The Nima Sand Museum on the coast of Japan’s main island of Honshu contains the world’s largest sandglass. Six meters in height, it is ceremonially turned at midnight on December 31st every year - and takes until exactly a year later for all the sand to fall. If, instead of December 31st, the giant sandglass had been turned on November 11th, 2008, when the first post on Through the Sandglass was published, the last grains would be trickling through today. I find it difficult to believe that this rather eclectic blog has been on the go for a year; I started it initially at the suggestion of my publishers as a follow-up to the book, but it has taken on a life of its own. There remain endless topics deposited on the cutting room floor after the book was edited that I still haven’t got round to covering - there just seem to be too many other things of interest (to me, at least) cropping up on a daily basis.

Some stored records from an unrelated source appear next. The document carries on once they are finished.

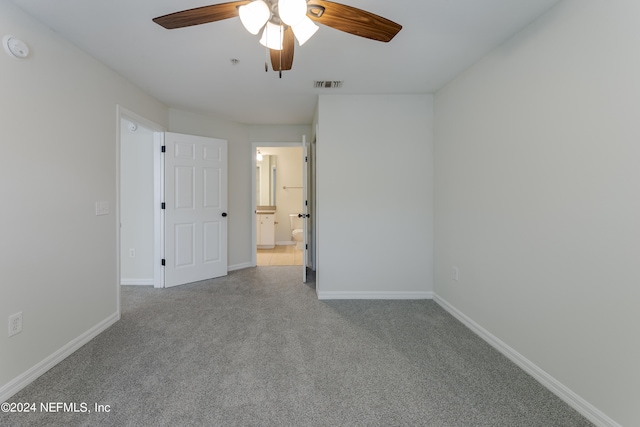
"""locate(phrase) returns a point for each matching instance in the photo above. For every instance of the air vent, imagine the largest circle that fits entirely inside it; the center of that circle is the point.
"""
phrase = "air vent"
(327, 84)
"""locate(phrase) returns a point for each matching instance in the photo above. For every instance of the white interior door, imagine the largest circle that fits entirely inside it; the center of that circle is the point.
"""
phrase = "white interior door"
(305, 207)
(195, 208)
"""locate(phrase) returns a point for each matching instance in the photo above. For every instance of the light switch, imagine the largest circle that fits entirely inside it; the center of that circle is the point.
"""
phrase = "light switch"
(102, 208)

So, more than 120 posts later and after visits from people in 105 countries, I’m quietly celebrating my first year of blogging (“quietly” meaning a particularly good bottle of red wine, nothing more exuberant). It has been great fun and has given me the great pleasure of putting me in touch with all kinds of delightful people around the world - something that otherwise would never have happened.
So I want to sincerely thank everyone who reads this blog, whether routinely or just occasionally.
And please keep the comments, suggestions, links and references coming - they’re much appreciated.
Meanwhile, I’ll leave you with this: I sometimes fear that my obsession distorts the true frequency of mentions of my topic - but then I watched the news last week and, in one broadcast, were the images below (from the recent G20 finance meeting in St. Andrews, Scotland) and a description of yet another line being drawn in the sand. Put that phrase into google news search and there are 500 instances of its use in the last week. I rest my case.
P.S. it seems that almost all the images on the blog have spontaneously and unilaterally decided to de-centre and left-justify themselves, detracting from the appearance - I have no idea why and am seeking the help of the experts at Typepad. Any suggestions will be most welcome.